Chicago Ancestors.org (The Newberry Library) http://chicagoancestors.org/ Fully accessible via the Internet, includes these resources:
- Chicago city directories, including business and social directories
- Fire insurance maps
- Street Name Changes, street renumbering
- Architecture & Building History
- AND the ability for users to add their own photos, stories and comments
Platform/Technology: The Chicago Technology Cooperative created the technical design; the site uses Drupal, an open-source content management platform.
Community Sites: http://www.communitysites.co.uk/category_id__65_path__0p48p.aspx Community archive and heritage websites that encourage your visitors to add photos, memories and historical information, e.g. ‘living history’ of Brighton & Hove in the U.K. which encourages community contributions Flickr Commons http://www.flickr.com/commons
Our Town Stories (Edinburgh Libraries): http://www.ourtownstories.co.uk/overview/ the plotting of historical photos and stories on a virtual map, features resources held by the library service, but library users can also contribute to the map. Navigate the map via a sliding timeline bar, or click on pointers on the map that open up the images and stories. Once you’ve opened up an old photograph, click on the sliding bar above it and watch the image fade from view into an overlaid shot taken from the same perspective but from the modern day. (http://uklibchat.wordpress.com/2012/11/30/feature-01-innovative-use-of-technology-in-libraries/) See also: http://www.collectionslink.org.uk/openculture-2013/1845-edinburgh-libraries-and-information-services
NOTE: In addition to the library website, VPL currently uses FlickrCommons to upload some historical photos (after confirming that the photo is in public domain or the library owns the copyright).
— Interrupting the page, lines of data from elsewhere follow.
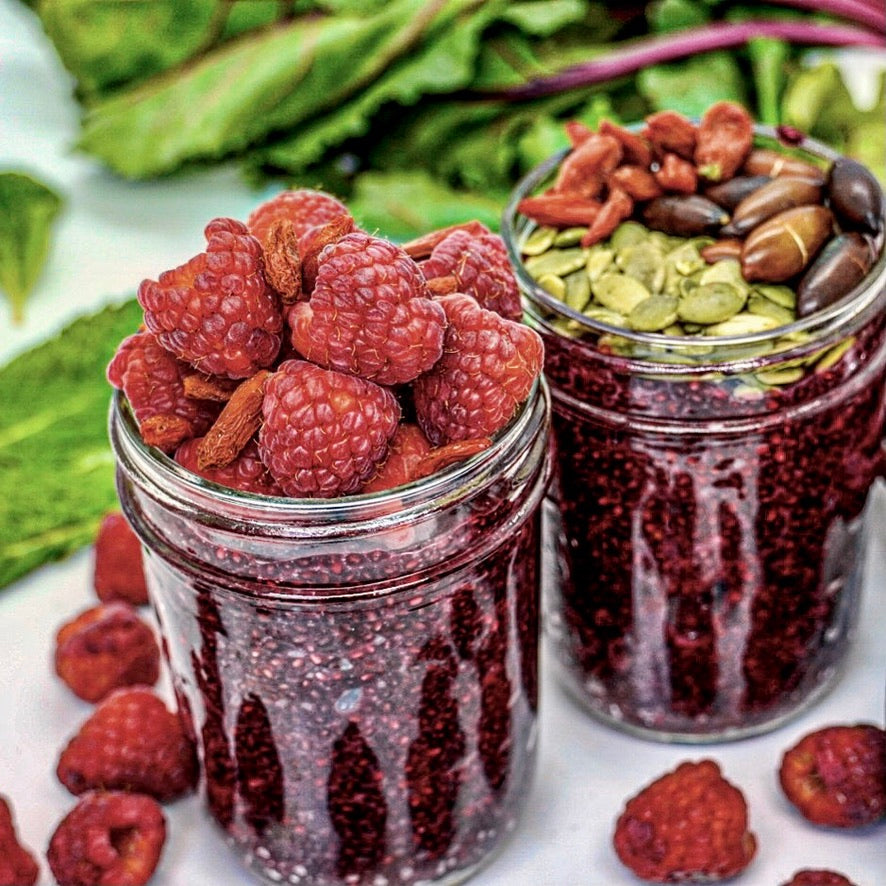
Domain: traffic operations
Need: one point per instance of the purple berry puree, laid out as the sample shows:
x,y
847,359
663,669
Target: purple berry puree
x,y
365,703
707,543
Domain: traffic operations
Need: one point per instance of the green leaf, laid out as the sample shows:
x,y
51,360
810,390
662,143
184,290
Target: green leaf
x,y
27,210
56,467
691,86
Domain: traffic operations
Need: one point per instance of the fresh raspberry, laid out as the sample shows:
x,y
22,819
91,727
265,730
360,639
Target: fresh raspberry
x,y
370,313
810,877
217,311
324,433
109,838
305,208
118,573
104,648
152,380
476,264
131,742
17,866
836,776
247,472
690,825
408,447
488,367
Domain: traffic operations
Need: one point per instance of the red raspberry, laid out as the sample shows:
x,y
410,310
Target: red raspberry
x,y
836,776
690,825
809,877
108,839
370,313
17,866
488,367
216,311
324,433
118,573
304,207
247,472
152,380
132,742
478,265
104,648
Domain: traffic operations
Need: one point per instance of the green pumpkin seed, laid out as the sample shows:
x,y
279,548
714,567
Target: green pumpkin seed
x,y
619,293
556,261
711,303
654,313
539,241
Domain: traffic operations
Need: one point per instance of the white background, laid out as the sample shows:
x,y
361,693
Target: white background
x,y
110,236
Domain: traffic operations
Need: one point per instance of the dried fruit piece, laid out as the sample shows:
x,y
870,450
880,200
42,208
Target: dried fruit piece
x,y
217,311
118,572
324,433
690,825
106,647
152,380
131,742
836,776
488,367
109,838
479,266
18,867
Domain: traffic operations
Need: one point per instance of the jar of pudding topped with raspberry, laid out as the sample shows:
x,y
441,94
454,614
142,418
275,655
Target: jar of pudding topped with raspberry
x,y
712,297
353,643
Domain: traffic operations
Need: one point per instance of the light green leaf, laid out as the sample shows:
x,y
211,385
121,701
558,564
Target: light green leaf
x,y
27,210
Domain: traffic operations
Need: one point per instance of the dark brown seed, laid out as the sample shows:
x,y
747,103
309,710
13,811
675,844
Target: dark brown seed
x,y
785,244
685,216
730,193
778,195
765,161
840,267
855,195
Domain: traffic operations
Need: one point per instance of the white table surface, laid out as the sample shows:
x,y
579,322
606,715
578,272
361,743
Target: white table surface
x,y
111,235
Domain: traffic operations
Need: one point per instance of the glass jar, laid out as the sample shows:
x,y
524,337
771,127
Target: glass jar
x,y
705,522
360,674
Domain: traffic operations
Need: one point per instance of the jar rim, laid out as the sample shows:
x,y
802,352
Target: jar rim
x,y
852,305
325,515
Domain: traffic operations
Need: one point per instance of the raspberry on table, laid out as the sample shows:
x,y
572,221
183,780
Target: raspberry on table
x,y
487,370
152,380
690,825
818,877
110,838
836,776
18,867
247,472
131,742
304,207
324,433
370,313
477,265
217,311
106,647
118,572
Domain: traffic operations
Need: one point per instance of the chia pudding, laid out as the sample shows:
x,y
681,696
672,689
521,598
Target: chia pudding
x,y
360,673
704,530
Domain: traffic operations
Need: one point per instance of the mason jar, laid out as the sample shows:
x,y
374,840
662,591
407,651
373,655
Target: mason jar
x,y
705,525
359,674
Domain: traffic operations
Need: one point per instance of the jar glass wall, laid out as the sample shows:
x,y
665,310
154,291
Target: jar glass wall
x,y
360,674
706,526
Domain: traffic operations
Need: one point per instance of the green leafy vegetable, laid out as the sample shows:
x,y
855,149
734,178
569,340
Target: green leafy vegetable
x,y
56,467
27,210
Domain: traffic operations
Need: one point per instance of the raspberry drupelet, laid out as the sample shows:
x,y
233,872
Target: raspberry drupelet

FlickrCommons requires that all contributed photos be identified as “no known copyright restrictions”. If the new webspace does accept members’ photos, an additional process/tool would be required to determine copyright and to host the images. This could also include additional staff time.
3. Engagement Plan
The Project Coordinator would contact a wide variety of individuals and organizations:
- Organizations: VPL Special Collections, Surrey Public Library Family History Centre, BC Genealogy Society, BC Historical Society, Vancouver Historical Society other local history societies, BC Archives, local municipal archives, and other public libraries in the Greater Vancouver area as most libraries deal with genealogy research questions
- Instructors/professors teaching Canadian/local history at academic institutions in Greater Vancouver area
- local history websites (e.g. http://www.vancouverhistory.ca/)
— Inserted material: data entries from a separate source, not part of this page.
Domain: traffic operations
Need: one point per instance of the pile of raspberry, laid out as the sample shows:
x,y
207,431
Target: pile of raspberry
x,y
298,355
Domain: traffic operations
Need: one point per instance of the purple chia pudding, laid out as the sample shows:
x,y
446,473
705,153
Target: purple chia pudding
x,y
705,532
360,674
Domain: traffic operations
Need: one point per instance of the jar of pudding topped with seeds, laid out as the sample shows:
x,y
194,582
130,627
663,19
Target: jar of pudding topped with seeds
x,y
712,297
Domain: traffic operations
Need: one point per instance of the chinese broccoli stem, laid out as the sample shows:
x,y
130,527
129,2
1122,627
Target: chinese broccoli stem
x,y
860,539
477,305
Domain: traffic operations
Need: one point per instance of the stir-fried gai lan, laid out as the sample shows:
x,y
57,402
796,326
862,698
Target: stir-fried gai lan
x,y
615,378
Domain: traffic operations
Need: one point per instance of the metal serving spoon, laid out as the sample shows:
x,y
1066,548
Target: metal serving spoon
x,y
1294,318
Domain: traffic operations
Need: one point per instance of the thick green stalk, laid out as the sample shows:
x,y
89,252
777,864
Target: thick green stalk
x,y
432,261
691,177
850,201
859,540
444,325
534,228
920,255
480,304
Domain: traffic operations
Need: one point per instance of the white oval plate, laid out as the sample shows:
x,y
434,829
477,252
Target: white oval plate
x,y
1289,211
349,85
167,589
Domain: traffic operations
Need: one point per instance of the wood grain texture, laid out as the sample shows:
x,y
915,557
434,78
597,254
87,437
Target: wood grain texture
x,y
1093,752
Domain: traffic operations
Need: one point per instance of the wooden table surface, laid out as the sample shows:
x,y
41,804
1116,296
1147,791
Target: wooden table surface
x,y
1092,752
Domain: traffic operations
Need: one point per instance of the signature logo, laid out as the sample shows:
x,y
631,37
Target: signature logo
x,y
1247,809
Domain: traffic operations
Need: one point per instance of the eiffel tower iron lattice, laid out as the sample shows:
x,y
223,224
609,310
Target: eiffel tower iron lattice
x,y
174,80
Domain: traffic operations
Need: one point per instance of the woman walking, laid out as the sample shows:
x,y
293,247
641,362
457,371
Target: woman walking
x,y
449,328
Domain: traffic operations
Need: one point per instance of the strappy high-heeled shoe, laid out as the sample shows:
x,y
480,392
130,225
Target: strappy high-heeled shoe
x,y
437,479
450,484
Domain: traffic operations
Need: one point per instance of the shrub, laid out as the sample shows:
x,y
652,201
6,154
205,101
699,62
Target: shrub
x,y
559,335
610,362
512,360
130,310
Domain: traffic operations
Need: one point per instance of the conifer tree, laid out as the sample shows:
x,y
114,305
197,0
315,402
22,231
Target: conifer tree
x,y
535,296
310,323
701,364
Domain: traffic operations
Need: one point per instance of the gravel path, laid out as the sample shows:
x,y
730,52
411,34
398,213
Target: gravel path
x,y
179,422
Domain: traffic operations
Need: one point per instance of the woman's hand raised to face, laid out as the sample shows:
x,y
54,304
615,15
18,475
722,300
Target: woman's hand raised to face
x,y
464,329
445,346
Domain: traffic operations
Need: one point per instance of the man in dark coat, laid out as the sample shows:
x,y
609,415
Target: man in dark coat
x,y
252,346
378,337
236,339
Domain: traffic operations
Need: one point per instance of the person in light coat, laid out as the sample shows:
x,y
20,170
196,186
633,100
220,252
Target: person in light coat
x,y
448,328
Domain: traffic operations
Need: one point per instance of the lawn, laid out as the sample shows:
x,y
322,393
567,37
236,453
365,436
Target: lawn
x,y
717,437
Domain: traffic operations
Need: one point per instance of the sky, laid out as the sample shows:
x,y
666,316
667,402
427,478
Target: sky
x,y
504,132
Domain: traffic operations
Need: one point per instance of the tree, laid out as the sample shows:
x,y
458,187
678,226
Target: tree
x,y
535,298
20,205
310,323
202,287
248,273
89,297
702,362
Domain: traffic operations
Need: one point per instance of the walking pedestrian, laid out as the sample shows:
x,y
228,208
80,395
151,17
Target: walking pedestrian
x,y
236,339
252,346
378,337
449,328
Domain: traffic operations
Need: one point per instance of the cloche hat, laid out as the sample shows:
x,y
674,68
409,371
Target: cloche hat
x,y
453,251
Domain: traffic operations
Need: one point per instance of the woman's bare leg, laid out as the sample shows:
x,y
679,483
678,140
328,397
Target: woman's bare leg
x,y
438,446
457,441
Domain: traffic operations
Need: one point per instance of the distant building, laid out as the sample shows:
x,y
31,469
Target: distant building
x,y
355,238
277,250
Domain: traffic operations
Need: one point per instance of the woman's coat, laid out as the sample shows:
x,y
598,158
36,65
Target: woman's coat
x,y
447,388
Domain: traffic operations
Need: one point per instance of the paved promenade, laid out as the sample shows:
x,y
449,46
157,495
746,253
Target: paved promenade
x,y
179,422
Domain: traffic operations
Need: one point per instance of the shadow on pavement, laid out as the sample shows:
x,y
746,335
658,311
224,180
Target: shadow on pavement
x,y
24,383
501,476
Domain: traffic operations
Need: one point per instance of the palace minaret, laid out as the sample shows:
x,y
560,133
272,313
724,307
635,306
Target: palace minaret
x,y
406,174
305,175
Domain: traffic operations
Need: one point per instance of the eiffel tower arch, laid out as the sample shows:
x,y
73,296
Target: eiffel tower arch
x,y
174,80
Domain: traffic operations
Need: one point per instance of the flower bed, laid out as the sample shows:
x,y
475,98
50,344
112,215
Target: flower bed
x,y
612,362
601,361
- individuals who have registered for VPL’s genealogy workshops
- researchers registered as ‘Independent Search Agents’ with the BC Archives
The coordinator would make the initial contact by email, and then followup with telephone call to explain the potential of the virtual community. The coordinator would emphasize that the webspace provides access to additional resources online that may have only been available in print format before, benefits of remote access, ability to share knowledge with and learn from others in the community. Also, if numerous groups come together to create a single digital access point they all benefit from the decreased labour costs of creating this resource.
The coordinator would emphasize that the library brings a wealth of resources to the virtual community but these resources are most valued when they are made accessible and they are used to explore and explain a city’s past . The library needs community members to use the resources and create their own links (both literal and figurative) between people, between neighbourhoods, and between communities. The Library and the Community will be partners in creating an enriched virtual community that opens doors to electronic resources and encourages members to add their own personal stories.